Apasionado defensor de la doma clásica, Pablo ha sabido conjugar la experiencia y los conocimientos adquiridos en todo estos años de contacto tan cercano con el mundo equino, enfocándolos hasta conseguir que sus monturas se conviertan en engaños con múltiples posibilidades de aprovechamiento a la hora de estar en el ruedo frente al toro. Tal logro involucra un trabajo exhaustivo en el adiestramiento e implica que los equinos utilicen y exploten gran parte de su anatomía a favor de la lidia, siendo capaces de tocar y tirar de los toros mediante el movimiento de partes específicas de su cuerpo; desde la cola, con la que ha llegado a tirar de los toros cual si fuera la punta de una muleta, hasta el cuello, elemento tan sutil a la hora de realizar los cites, sin dejar de mencionar la forma en que puede llegar a desplazar las embestidas con el cuarto delantero del caballo o la misma grupa.

Para entender los alcances de la doma en la concepción de Hermoso, se debe partir de una premisa concreta: la doma no es solo mando sino también fidelidad. El caballo confía en su jinete, que es quien le manda, y da total crédito a un empeño en el que no cree. Pero va al toro, sinónimo de peligro, por esa misma fidelidad hacia quien le monta. Cuando las cosas salen bien y supera avante ese peligro, el caballo ha subido otro peldaño en la escala de su valor. La doma clásica es más acople que sometimiento, mas fidelidad que temor, Y aunque el caballo ha de sentir siempre la autoridad de quien le monta, no habrá nunca temple en el toreo si no existe un acople total entre jinete y corcel.

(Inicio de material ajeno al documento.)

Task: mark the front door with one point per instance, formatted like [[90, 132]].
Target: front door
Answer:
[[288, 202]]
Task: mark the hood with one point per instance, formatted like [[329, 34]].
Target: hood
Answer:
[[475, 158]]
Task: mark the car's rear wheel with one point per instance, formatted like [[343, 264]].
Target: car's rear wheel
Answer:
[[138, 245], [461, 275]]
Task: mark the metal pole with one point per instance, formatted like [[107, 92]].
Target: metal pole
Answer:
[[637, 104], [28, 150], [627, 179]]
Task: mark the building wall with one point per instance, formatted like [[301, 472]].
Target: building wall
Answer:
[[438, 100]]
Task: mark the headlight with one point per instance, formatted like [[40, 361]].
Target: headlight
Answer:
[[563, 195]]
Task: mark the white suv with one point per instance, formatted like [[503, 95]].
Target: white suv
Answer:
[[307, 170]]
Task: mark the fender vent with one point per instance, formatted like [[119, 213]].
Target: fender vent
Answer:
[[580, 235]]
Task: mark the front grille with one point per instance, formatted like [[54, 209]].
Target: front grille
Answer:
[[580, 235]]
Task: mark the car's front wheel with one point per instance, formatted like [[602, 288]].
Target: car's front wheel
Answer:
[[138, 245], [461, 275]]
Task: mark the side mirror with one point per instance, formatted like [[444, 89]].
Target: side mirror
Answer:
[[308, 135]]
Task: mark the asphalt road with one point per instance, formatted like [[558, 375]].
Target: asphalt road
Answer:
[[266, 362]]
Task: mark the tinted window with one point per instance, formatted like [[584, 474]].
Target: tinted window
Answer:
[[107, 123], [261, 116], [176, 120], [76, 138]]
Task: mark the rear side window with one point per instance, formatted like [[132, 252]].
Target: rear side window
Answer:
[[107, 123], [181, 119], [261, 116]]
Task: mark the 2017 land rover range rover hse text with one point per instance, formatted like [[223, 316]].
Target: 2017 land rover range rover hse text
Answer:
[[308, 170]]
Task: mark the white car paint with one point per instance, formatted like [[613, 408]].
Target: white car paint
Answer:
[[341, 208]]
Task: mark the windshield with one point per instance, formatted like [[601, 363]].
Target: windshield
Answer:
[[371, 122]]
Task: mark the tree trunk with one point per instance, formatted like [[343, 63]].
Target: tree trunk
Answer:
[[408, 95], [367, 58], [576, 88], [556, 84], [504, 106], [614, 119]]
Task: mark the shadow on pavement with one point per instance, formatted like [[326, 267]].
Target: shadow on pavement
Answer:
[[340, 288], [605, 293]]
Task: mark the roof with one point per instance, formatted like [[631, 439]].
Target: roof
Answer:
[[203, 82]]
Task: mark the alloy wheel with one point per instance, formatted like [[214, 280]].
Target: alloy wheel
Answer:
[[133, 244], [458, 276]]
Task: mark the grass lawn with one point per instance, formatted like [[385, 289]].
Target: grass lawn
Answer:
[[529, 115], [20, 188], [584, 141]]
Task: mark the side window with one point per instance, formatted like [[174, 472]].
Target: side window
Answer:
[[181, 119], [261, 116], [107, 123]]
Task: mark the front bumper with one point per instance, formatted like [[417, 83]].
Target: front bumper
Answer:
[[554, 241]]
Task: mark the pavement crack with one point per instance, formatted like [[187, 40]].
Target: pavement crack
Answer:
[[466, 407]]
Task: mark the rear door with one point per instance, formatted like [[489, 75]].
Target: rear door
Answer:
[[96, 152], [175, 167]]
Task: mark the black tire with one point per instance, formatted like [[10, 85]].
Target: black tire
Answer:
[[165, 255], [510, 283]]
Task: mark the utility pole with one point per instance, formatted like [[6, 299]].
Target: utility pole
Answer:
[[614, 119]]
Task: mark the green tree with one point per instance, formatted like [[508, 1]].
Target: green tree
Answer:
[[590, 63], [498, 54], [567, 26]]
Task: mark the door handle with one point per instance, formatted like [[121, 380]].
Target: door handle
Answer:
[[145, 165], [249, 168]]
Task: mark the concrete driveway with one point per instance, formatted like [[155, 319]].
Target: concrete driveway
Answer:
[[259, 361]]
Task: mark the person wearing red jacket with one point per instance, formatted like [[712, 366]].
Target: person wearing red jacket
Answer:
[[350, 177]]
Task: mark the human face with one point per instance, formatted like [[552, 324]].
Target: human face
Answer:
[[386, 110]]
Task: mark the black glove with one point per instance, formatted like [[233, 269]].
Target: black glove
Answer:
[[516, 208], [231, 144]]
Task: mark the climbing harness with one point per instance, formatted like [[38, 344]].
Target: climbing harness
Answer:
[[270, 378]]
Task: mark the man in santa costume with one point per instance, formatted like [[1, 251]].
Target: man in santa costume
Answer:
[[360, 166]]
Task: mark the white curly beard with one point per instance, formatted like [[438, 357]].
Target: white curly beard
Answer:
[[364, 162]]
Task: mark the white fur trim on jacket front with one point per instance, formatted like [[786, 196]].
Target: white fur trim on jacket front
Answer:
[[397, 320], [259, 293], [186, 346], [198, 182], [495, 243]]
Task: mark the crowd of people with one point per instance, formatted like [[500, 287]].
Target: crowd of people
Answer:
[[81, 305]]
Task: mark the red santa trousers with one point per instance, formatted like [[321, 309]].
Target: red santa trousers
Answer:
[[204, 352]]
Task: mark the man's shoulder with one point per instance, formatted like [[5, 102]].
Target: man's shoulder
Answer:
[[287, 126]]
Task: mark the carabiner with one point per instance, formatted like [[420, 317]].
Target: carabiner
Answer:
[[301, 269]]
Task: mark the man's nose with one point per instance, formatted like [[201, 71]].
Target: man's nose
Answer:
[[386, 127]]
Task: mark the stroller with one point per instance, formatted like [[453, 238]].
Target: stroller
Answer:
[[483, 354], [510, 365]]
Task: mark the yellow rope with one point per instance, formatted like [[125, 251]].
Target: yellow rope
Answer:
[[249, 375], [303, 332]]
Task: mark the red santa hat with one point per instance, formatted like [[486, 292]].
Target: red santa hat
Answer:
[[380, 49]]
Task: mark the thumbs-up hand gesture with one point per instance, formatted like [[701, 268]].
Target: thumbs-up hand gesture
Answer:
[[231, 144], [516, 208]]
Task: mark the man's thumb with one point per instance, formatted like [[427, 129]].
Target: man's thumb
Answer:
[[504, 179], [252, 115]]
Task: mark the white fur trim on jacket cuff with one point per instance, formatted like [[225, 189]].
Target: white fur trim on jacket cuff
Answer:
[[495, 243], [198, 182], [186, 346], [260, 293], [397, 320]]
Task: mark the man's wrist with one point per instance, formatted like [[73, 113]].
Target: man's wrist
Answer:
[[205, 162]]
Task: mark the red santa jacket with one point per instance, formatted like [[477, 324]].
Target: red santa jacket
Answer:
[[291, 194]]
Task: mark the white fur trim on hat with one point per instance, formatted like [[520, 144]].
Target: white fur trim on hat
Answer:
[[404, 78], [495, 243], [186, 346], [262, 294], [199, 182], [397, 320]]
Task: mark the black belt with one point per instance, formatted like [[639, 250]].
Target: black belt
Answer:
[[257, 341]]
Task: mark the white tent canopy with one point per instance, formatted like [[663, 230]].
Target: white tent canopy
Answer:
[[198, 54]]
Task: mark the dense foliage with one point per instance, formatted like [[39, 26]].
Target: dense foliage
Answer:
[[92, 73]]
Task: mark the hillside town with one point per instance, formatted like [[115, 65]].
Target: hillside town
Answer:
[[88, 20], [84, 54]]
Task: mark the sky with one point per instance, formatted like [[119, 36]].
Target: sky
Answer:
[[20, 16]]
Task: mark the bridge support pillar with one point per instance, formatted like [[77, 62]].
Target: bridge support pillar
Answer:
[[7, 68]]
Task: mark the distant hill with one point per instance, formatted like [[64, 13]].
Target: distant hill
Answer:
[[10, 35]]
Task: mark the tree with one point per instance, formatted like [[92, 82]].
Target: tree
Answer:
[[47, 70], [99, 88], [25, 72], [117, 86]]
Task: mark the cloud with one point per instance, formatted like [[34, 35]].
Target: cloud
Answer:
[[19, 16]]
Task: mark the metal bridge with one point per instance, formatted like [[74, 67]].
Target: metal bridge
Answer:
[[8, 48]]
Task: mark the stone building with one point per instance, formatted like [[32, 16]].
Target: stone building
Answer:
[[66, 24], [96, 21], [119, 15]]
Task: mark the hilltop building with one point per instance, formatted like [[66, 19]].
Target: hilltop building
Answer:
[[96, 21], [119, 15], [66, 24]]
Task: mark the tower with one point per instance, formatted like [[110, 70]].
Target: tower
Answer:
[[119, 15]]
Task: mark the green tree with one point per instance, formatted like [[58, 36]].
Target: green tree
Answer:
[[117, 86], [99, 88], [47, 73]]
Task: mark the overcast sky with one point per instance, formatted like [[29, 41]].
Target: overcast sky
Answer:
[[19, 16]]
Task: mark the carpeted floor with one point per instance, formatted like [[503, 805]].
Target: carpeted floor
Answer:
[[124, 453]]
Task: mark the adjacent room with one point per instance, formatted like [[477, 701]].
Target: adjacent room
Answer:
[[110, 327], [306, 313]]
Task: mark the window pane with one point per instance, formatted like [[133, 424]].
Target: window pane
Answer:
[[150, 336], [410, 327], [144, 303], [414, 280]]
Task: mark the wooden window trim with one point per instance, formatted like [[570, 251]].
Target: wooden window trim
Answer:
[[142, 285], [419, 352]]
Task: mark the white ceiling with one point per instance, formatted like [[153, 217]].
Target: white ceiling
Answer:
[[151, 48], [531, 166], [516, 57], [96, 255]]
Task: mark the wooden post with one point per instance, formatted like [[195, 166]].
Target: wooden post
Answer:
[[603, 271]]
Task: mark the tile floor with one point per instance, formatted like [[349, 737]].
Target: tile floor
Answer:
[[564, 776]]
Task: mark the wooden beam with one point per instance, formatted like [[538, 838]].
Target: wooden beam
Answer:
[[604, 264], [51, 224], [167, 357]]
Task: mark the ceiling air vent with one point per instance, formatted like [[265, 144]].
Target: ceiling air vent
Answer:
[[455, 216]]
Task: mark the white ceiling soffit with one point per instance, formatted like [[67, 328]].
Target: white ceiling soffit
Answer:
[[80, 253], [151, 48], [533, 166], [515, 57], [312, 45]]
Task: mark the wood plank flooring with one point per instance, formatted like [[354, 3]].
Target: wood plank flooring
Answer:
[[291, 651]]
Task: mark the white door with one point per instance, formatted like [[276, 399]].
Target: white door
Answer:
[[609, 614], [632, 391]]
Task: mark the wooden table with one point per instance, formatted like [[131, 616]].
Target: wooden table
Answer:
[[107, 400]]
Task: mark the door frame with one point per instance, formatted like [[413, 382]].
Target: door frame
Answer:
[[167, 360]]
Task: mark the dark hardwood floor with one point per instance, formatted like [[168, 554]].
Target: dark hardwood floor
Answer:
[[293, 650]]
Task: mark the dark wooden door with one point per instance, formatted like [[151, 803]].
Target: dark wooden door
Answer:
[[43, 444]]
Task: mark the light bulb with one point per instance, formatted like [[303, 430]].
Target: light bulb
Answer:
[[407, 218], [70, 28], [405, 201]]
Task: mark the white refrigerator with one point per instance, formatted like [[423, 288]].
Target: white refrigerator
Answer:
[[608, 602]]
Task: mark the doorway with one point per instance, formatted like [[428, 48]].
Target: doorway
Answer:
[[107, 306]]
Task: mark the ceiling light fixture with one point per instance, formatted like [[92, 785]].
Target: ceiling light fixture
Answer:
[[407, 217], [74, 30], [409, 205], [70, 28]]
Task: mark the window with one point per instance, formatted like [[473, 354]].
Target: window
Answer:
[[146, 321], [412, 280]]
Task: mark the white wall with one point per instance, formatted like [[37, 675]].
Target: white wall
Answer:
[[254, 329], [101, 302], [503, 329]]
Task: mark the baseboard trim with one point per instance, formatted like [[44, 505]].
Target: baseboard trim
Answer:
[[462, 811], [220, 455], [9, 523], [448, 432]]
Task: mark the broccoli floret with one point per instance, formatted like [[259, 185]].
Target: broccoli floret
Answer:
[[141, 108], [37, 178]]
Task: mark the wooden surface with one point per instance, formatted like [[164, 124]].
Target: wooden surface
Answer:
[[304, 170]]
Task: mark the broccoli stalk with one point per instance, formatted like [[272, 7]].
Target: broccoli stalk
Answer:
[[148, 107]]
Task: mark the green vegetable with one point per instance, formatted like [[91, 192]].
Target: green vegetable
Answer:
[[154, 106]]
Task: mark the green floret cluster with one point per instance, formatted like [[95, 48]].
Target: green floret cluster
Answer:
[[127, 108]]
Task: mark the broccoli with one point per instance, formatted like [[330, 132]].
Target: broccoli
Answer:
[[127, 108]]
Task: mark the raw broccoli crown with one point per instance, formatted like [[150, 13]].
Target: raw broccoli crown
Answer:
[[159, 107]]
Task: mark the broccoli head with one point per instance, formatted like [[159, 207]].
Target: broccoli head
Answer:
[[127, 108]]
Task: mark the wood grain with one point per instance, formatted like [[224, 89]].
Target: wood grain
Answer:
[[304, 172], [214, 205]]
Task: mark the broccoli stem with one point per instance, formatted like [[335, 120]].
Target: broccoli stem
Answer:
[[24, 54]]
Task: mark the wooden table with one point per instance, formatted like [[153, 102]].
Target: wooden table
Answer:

Los caballos de Hermoso de Mendoza son seres libres, embocados de forma muy liviana y con sillas recortadas que les otorgan mayor libertad en sus movimientos. Pablo procura improvisar con ellos un ballet ecuestre, teniendo como partitura las condiciones con las que cado toro sale a la plaza. El sugiere, mediante ayudas imperceptibles, las suertes que en cada momento de la lidia crearán mayor belleza y torería, consintiendo a sus equinos, sin lastimarlos. Los dos se deben fundir como una pareja de baile, para poder deslizarse al mismo compás, sentir la misma ingravidez, en suma tener una comunión total y ponerla de manifiesto en la cara del toro.